Farmaceutische vorm en inhoud
30, 50, 100, 150, 200, 250 of 500 tabletten in een PP-flacon met een PE-deksel 10 tabletten in een PVC-Al blister. De blisters worden verpakt in een kartonnen omdoos. Iedere verpakking bevat 1 of meer blisters. De tabletten worden verpakt in meervouden van 10.
Geneesmiddelengroep
Isosorbidemononitraat behoort tot de groep van middelen die bloedvaten verwijden. Isosorbidemononitraat vermindert de verschijnselen van hartkramp (angina pectoris) doordat het zuurstofgebruik van het hart verminderd wordt. Tijdens de onderhoudsbehandeling met isosorbidemononitraat kan een verlies van werkzaamheid (tolerantie) optreden.
Toepassing van het geneesmiddel
Isosorbidemononitraat wordt gebruikt:
- ter voorkoming van hartkramp (angina pectoris)
- als onderhoudsbehandeling bij hartkramp (angina pectoris)
Dosering
Als uw arts niet anders voorschrijft is het gebruik als volgt:
Begindosering:
één tablet van 20 mg per dag (= 24 uur)
Onderhoudsdosering:
na enkele dagen kan de dosering verhoogd worden tot 3 tabletten à 20 mg.

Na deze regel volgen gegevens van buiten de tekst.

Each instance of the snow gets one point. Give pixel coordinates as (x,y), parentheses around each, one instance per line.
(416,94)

De dosering dient verdeeld te worden over 2 of 3 tijdstippen. Bij onvoldoende effect kan de dosering verhoogd worden tot 3 maal daags 40 mg (2 tabletten à 20 mg). De laagste nog werkzame dosering verdient de voorkeur.
Wijze van innemen
De tabletten kunnen het beste met een ruime hoeveelheid water na de maaltijd worden ingenomen. De laatste tablet van de dag kan het beste tijdens de avondmaaltijd ingenomen worden.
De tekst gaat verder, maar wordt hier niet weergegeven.